Pendidikan agama merupakan salah satu materi pembelajaran yang memiliki tujuan untuk meningkatkan nilai spiritual serta akhlak yang mulia yang ada dalam setiap individu siswa. Oleh sebab itu pendidikan agama menjadi mata pelajaran yang wajib ada disetiap sekolah dari segala jenjang pendidikan baik dari sekolah dasar, sekolah menegah pertama, sekolah menengah atas hingga ke perguruan tinggi.
Dalam Undang-undang Nomor 20 Tahun 2003 pasal 36 bahwa kurikulum di Indonesia disusun berlandaskan peningkatan iman dan takwa serta akhlak yang mulia tentu dalam hal ini menegaskan dimana pendidiakan agama memiliki urgensi dalam pendidikan karakter. Untuk pembelajaran PAI sendiri khususnya jika yang menjadi prioritas utama ialah akhlakul karimah maka secara otomatis nilai secara kognitif, psikomotorik, dan afektif akan berjalan dengan baik. Karena pembelajaran pendidikan agama islam bukan hanya tentang hafalan belaka melainkan keteladanan yang baik, kebiasaan, nasihat.
Peran pendidikan agama islam sangat relevan untuk meningkatkan dan mewujudkan pembentukan karakter. Salah satu jalan alternatif yang dapat dilakukan dalam membentuk karakter peserta didik di sekolah yaitu dengan memaksimalkan pembelajaran PAI (Pendidikan Agama Islam). Karena pendidikan agama islam merupakan alat transformasi pengetahuan dari segala aspek.

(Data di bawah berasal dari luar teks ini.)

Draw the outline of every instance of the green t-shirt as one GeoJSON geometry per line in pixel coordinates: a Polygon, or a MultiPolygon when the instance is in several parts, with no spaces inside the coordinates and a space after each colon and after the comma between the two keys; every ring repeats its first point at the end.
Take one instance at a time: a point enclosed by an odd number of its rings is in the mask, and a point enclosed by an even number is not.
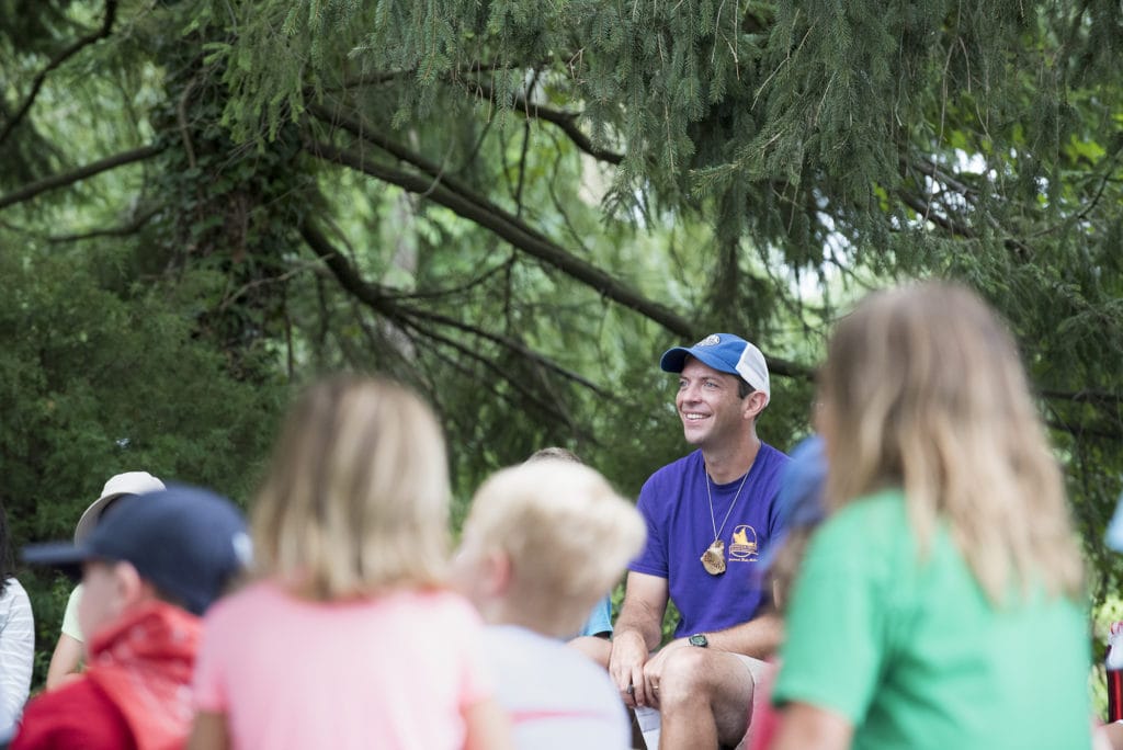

Jika disetiap sekolah menyusun mata pelajaran yang menekankan dan menerapkan dalam penanaman nilai-nilai agama akan menghasilkan peserta didik yang memiliki nilai spiritualitas yang tinggi. Karena pada dasarnya setiap agama selalu menitikberatkan pada penanaman sikap yang belandaskan ajaran agama itu sendiri.
Sebagai guru PAI juga harus memberikan tauladan yang baik untuk muridnya. Selain menjadi contoh yang baik guru harus menjadi teman untuk siswa dan bekerja sama dengan orangtua atau wali agar siswa dapat hidup seimbang dan memiliki kebiasaan yang baik antara di sekolah dan di rumah. Dengan pembiasaan-pembiasaan kecil jika di lakukan secara konsisten kelak akan menjadi kebiasaan baik yang tercipta di kemudian hari.
Dengan pembiasaan-pembiasaan ini sudah mengandung prinsip kurikulum yaitu fleksibilitas yaitu dimana kurikulum harus mampu menpersiapkan anak untuk kehidupan sekarang dan masa yang akan datang, disini, dan di tempat lain selain itu bagi guru juga memberikan ruang gerak yang membebaskan guru dalam mengembangkan program pengajaran.
Oleh karena itu, pembelajaran agama di sekolah sangatlah penting sebagai upaya pembentukan karakter siswa. Untuk mempersiapkan generasi bangsa yang berkarakter harus di mulai sejak anak usia dini dalam penanaman karakter anak. Karena anak-anak merupakan aset terbesar bangsa yang kelak akan memimpin bangsa ini dan untuk menjadi pemimpin bangsa sangat diperlukan generasi yang berkarakter agar kelak menjadikan negara ini menjadi negara yang beradap dan menjunjung tinggi nilai-nilai luhur bangsa.